Mindy Toggs was sixty years old, it was said. His past was as dim as
his intellect. Nobody seemed to know exactly when Mindy Toggs was
born, or just when he had come to the poorhouse. Nobody knew who
either of his parents had been. Nobody knew how he got his name, but
there was a belief that it had a folk-lore-like origin; that
generations of Overseers ago an enterprising wife of one had striven
to set his feeble wits to account in minding the pauper babies, and
gradually, through transmission by weak and childish minds, his task
had become his name. Toggs was held to be merely a reminiscence of
some particularly ludicrous stage of his poorhouse costume.

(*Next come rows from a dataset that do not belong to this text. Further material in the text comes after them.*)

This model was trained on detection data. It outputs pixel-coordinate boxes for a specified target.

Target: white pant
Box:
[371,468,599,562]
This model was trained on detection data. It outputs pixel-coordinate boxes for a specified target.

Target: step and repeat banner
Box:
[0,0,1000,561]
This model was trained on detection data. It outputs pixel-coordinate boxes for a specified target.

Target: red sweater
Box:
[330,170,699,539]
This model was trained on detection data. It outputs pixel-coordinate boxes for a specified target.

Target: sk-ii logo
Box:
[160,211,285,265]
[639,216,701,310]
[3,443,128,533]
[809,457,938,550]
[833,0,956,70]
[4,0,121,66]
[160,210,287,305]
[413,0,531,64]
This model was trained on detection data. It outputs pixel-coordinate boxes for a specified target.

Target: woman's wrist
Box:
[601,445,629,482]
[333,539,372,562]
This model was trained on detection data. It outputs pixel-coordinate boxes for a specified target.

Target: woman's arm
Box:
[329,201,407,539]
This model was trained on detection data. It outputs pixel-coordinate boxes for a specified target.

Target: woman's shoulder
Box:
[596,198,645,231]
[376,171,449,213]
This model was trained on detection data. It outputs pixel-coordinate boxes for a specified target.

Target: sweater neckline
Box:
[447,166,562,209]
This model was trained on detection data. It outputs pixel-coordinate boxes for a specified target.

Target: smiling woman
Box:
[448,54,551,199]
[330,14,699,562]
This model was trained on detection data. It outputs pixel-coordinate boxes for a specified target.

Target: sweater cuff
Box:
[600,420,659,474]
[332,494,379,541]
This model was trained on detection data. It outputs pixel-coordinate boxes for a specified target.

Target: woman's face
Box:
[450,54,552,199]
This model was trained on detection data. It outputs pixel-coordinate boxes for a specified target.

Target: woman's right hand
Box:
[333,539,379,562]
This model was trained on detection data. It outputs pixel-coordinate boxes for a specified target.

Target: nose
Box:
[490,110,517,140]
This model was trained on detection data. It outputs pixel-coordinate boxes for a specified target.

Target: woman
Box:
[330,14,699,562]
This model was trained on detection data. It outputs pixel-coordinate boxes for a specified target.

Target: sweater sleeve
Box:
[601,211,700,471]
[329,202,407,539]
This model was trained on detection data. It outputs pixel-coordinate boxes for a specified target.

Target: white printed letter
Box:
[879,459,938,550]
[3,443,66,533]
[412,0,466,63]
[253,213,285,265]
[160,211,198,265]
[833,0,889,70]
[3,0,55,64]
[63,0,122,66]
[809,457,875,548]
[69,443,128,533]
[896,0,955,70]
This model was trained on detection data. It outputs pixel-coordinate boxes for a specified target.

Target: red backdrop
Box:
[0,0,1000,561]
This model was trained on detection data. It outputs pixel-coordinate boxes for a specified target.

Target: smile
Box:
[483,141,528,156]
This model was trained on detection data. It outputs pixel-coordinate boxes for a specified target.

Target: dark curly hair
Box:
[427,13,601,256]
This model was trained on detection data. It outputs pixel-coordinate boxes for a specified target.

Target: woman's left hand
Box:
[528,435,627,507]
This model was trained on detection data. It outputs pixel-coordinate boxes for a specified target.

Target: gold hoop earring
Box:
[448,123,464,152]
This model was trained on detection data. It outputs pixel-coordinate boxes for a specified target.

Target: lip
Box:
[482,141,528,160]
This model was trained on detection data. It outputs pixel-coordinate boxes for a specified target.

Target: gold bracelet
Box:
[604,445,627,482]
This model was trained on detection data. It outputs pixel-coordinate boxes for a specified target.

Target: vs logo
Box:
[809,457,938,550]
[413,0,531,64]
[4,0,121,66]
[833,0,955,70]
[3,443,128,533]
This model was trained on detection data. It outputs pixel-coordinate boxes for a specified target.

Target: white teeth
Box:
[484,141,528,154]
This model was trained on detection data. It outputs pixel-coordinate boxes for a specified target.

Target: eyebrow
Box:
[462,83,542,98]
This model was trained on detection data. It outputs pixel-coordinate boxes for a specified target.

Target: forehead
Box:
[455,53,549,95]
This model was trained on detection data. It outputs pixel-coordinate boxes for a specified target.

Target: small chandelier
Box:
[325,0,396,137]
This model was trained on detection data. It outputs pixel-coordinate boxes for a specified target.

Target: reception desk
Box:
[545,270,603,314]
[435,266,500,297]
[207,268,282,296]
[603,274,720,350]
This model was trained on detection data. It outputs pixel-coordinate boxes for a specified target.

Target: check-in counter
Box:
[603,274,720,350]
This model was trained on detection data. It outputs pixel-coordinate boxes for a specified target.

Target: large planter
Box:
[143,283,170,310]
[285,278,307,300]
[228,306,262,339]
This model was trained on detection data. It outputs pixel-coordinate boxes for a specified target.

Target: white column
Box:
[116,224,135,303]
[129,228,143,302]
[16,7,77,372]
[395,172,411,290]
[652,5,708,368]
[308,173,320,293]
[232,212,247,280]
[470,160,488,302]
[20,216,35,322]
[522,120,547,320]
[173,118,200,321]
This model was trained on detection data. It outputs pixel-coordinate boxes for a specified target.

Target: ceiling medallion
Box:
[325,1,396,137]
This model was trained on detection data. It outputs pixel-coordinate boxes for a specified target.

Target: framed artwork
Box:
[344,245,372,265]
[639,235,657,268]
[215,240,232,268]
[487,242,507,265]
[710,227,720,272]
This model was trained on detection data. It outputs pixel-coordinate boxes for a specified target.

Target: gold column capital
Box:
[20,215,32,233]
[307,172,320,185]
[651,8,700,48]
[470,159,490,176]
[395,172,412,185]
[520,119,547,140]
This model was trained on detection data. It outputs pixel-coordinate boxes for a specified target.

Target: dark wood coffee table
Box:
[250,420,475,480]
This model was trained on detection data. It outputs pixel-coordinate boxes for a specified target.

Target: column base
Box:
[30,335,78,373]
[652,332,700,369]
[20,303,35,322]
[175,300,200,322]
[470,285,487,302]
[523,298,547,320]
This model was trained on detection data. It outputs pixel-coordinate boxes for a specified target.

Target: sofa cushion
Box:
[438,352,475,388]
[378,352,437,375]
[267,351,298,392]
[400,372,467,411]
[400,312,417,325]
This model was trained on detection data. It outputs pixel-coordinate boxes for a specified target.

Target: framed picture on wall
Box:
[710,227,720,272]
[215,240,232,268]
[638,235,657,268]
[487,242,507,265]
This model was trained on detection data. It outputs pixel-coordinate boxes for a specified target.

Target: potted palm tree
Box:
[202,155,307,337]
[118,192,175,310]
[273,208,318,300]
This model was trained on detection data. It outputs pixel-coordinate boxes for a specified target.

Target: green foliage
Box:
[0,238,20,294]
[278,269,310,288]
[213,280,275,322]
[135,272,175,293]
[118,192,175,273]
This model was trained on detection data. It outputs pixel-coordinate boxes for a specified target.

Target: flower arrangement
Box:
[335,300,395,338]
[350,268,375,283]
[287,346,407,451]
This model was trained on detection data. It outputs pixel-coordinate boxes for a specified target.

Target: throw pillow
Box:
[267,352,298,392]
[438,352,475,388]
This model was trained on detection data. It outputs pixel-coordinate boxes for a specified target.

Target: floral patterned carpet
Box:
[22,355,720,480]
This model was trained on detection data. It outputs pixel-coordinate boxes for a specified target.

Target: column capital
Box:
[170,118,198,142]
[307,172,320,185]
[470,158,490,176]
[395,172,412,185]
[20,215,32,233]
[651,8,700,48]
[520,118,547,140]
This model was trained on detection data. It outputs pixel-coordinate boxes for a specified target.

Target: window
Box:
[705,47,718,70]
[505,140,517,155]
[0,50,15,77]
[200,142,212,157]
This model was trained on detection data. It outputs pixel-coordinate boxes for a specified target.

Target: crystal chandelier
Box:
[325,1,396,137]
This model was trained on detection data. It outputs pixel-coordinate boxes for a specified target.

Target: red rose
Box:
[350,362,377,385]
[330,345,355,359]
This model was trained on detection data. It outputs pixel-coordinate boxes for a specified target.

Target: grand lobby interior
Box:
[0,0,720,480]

Mindy Toggs had dwelt in the poorhouse ever since people could
remember, with the exception of one year, when he was boarded out by
the town with Simon Basset, and learned to speak his two words. Simon
Basset had always had an opinion that work could be gotten out of
Mindy Toggs. Nobody ever knew by what means he set himself to prove
it; there had been dark stories; but one day Simon brought Mindy back
to the poorhouse, declaring with a strange emphasis that he never
wanted to set eyes on the blasted fool again, and Mindy had learned
his two words.
It was said that the sight of Simon Basset roused the idiot to
terrific paroxysms of rage and fear, and that Basset never
encountered him if he could help it. However, poor Mindy was harmless
enough to ordinary folk, sitting day after day in the barn door,
looking out through the dusty shafts of sunlight, through spraying
mists of rain, and often through the white weave of snow, repeating
his two words, which had been dinned into his feeble brain, the Lord
only knew by what cruelty and terror--"Simon Basset, Simon Basset."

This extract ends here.